L'éducation de Sophie dans un village si près d'une terre où monsieur de Blamont vient tous les ans voir sa femme… Cette singulière ressemblance… La liaison des deux amis si conforme à celles de messieurs de Blamont et d'Olbourg… leur âge… leurs portraits faits par Sophie et par sa nourrice, et où tous les traits de nos originaux se retrouvent… Leur état, l'un de robe, l'autre de finance.-Une légère objection se présente ici, je la sens… M. Delcour a été plusieurs fois chez Isabeau, on n'a jamais dit qu'il y fut venu de Vertfeuil; serait-il possible, si M. Delcour était le même que M. de Blamont, qu'il ne fût pas connu dans un village, si voisin d'une terre de sa femme? mais cette objection s'évanouit à l'examen: d'abord en voyant arriver M. Delcour à Berceuil, on peut fort bien ignorer de quel endroit il doit venir; il est possible d'ailleurs qu'il n'y soit jamais venu que de Paris. Secondement, on ne connaît Monsieur et Madame de Blamont, à Berceuil, que de réputation; on n'a pas la moindre idée de leur figure, ce peut donc être le même homme; il y a donc à parier que c'est le même homme, et si la combinaison est juste tu vois quel est l'odieux caractère, quel est le scélérat qui ose s'offrir à ton Aline! car, si Delcour est Blamont, n'en doutons point, Mirville n'est autre que d'Olbourg.

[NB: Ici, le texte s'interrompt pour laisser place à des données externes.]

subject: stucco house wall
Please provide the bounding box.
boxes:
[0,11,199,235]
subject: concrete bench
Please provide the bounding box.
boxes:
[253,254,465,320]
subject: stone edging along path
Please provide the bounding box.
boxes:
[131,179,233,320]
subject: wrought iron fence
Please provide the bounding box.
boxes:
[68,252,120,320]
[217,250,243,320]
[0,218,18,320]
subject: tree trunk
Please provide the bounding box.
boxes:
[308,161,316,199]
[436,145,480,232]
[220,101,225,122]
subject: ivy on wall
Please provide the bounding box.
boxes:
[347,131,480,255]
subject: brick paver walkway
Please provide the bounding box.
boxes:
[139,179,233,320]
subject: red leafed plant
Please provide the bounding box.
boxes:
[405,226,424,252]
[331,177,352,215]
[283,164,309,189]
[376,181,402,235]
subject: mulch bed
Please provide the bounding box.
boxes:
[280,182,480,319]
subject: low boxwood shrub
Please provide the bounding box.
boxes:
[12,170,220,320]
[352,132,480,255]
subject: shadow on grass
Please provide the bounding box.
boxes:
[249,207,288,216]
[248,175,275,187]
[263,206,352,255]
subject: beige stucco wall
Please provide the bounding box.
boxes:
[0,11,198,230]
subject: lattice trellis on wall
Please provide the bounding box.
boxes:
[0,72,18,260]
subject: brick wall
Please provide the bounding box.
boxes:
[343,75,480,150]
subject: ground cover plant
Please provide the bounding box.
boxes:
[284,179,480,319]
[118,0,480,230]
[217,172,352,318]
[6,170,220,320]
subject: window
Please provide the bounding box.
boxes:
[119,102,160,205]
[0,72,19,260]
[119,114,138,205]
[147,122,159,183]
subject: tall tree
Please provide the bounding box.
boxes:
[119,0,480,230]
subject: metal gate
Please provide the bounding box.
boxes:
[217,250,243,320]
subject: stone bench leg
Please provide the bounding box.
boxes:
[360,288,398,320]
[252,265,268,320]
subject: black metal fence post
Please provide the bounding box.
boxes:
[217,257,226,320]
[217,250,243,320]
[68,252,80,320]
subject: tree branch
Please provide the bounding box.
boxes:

Dans cette circonstance épineuse madame de Blamont ne sait que décider… Faire rendre, à Sophie, une plainte contre M. de Mirville, est la faire porter contre M. Delcour. Or, si les noms nous abusent tu vois qui elle compromat dans cette plainte? cette idée l'arrête. -Cependant quelle arme elle laisse échapper, si elle ne saisit pas tout ceci, pour se débarrasser des poursuites d'un gendre, indigne d'elle assurément, s'il est coupable de l'infamie que nous recherchons. -Trouvera-t-elle jamais une plus belle occasion? N'aura-t-elle pas dans la supposition que les noms cachent ceux que nous soupçonnons, à se repentir toute sa vie de n'avoir pas profité de cet événement pour arrêter les démarches d'un homme dont l'alliance la déshonorerait… Si elle manque ce que lui offre le hasard, et que M. de Blamont triomphe, qu'intéressant son autorité et les loix, il parvienne à mettre Aline dans les bras de d'Olbourg, madame de Blamont ne mourra-t-elle pas de chagrin d'avoir eu tout ce qu'il fallait pour arrêter cet affreux sacrifice, et de ne l'avoir pas fait? Ces considérations, sur lesquelles je crus devoir fortement appuyer, la déterminèrent, enfin, à faire rendre une plainte à Orléans;-mais une plainte secrète, dont elle put être absolument la maîtresse; le juge s'est en conséquence rendu ce matin, à l'invitation qui lui a été faite; Sophie se trouvant un peu mieux, il a été introduit, et a reçu son exposition du fait simple et pur.-«D'un outrage commis sur elle; grosse par un monsieur de Mirville, financier à Paris, lequel était auteur de sa grossesse, et était venu la chercher au village de Berceuil, avec un de ses amis, il y a environ trois ans, pour l'entretenir sur le pied de sa maîtresse, ce qu'il a fait jusqu'au moment où il l'a indignement traitée, quoi-qu'enceinte, et mis à la porte de sa maison ect. ect. ect.».